Much has been made about our nation's addiction to oil, but the recent housing slump indicates that we're just as addicted to tapping our home equity. During the last few years, as home prices were rising, many consumers didn't give a second thought to tapping their home equity for everything from vacations to college tuition.
When the housing bubble inevitably burst, homeowners were shocked to find that their go-to source of cash had vanished. Consumers have been unable to readjust their spending habits, and have turned to credit cards for a financial bailout.
Credit cards: The final frontier
Becoming over-reliant on credit cards is a surefire recipe for disaster. They carry high interest rates, and can lead to an eventual debt spiral from which escape is nearly impossible. Unfortunately, many consumers have established bad spending habits that they can't seem to shake. As a result, in an ill-advised manner, they've turned to credit cards for an injection of cash.
Perhaps an even more disturbing trend is that many people are using debt consolidation offers from credit cards. The ongoing zero-percent interest balance transfer offer can be extremely enticing to consumers. It allows you to transfer all of your debts to one card where you don't need to pay any interest for an introductory period of six to nine months. Unfortunately, when that period ends, the balance is hit with double-digit interest rates.
A closing window
This type of credit card usage is disturbing, and could lead to some serious short-term problems. Credit card companies, weary of the carnage that's recently taken place in the subprime industry, have become reluctant to extend credit to people whom they consider a financial risk.

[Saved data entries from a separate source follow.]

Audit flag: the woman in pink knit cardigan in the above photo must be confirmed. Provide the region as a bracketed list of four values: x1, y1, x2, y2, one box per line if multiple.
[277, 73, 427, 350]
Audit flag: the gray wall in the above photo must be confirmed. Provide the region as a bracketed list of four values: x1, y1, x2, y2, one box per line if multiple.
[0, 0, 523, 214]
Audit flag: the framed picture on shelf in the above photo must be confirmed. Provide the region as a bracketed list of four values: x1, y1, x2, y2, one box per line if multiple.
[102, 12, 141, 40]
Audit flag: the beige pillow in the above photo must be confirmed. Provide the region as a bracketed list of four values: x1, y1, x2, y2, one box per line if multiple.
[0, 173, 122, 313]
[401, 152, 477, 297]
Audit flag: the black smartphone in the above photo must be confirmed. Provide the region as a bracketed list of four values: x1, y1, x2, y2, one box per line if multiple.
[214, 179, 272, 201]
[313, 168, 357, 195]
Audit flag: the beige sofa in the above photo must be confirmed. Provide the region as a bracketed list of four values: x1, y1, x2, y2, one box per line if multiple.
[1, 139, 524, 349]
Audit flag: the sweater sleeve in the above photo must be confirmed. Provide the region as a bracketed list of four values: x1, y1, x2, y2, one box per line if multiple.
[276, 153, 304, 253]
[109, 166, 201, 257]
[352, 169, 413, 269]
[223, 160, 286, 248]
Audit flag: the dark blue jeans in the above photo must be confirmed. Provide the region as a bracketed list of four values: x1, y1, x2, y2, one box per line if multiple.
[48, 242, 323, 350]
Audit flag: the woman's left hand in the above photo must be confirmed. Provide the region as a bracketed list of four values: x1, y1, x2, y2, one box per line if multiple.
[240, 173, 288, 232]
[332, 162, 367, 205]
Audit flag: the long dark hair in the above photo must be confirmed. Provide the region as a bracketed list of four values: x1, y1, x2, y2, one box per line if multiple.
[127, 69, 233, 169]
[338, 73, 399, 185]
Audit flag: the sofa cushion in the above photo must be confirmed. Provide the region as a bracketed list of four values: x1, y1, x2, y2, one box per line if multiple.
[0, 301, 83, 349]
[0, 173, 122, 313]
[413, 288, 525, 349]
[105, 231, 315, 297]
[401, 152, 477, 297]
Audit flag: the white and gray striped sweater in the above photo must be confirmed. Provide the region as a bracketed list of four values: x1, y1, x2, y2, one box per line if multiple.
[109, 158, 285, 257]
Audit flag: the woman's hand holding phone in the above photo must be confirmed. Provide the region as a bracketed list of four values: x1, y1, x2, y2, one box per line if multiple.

If a credit card company sees that a consumer is acquiring increasing debt, they may choose to slash credit limits, or raise interest rates on the balance. Both actions are legal and used as a method to safeguard their companies against increasing risk. For cardholders who are using the credit card for debt consolidation, or as a source of income, this is a recipe for disaster, and may push them into an even deeper hole.
If you find yourself heading down this slippery slope, time is of the essence. You'll need to take a step back and reevaluate your entire financial picture. Carefully analyze all your expenses and your current income. Are there areas you can trim to help make ends meet? Can you move to less expensive lodging, drive a cheaper vehicle, or spend less at the shopping mall?
Any of these measures will help you reduce your dependency on plastic. The sooner you break the addiction, the faster you can get yourself back into good financial shape.